As for taxes, Cheshire said the county’s gas tax should be removed because its revenue has been used for purposes voters did not anticipate when they approved it.

He said he also doesn’t support the “Fix Our Roads” sales surtax for road maintenance on the November ballot because he doesn’t feel county leaders have proven they can be trusted to use the money appropriately.

Chestnut said he considers job creation to be a top campaign issue and recommends streamlining the permitting process for businesses.
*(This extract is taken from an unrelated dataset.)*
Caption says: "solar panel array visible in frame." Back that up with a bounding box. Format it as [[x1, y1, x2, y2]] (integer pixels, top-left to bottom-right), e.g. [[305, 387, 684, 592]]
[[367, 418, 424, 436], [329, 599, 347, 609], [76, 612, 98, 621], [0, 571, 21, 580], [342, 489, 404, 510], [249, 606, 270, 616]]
He also said the commission should consider cutting impact fees for development in half to attract businesses.

A second key issue is developing a responsible budget that meets all of the residents’ needs, he said.

“We cannot leave out the folks that are less fortunate than we are,” he said.

He said he does not support the commission’s decision to cut funding considerably for the Community Agency Partnership Program, which supports local nonprofit organizations.

Cheshire also supports the CAPP program and has proposed a reinvention of it that he calls “CAPP 2.0.”

His version of the program would permit residents and businesses to deduct as much as 5 percent of their county taxes by instead donating money to local charities of their choice.

Beyond CAPP and the county budget, Chestnut said he sees the environment as a key issue and supports protecting the county’s open spaces and the Alachua County Forever program for land conservation.

If elected, Chestnut said his first goal would be to select a new, highly qualified county manager.

He said he also would focus on stimulating job growth by fostering discussion among the County Commission and local municipalities on how to bring economic development to the area.

“It has to be more of a team approach to address the job issue in our county,” Chestnut said.

He said he also would aim to eliminate duplicate efforts within the county budget, maximize the county’s efficiency and encourage constitutional officers to do the same.

Cheshire’s goals, if elected, would be to “relieve burdens and create opportunities for citizens.”

He said he has heard great things about the Innovation Hub at the University of Florida, which is meant to encourage and support businesses.

“But Innovation Hub is the exception to the rule,” he said. “It isn’t the rule itself.”

Cheshire said he thinks the county should make “common-sense adjustments” to regulations on a broader scale to reduce the burdens on businesses who want to come to the area and provide quality employment for residents.

“We’ve had this little Petri dish of Innovation Hub to show that it can work,” he said.

As the campaigns gear up for their final efforts before Election Day, both Cheshire and Chestnut said they are emphasizing grass-roots efforts such as door-to-door canvassing to connect with voters.

Cheshire said his business experience sets him apart from his opponents.

“I think this is where our county sees itself going -- the innovation economy -- and it’s where I’m from,” he said. “It’s what I’ve done.”

Chestnut, meanwhile, said his experience in city and state government shows that he has the experience and leadership skills necessary to lead the county through this tough time.

“I’d just like folks to know that I’ve always been a candidate who listens to the citizens,” he said.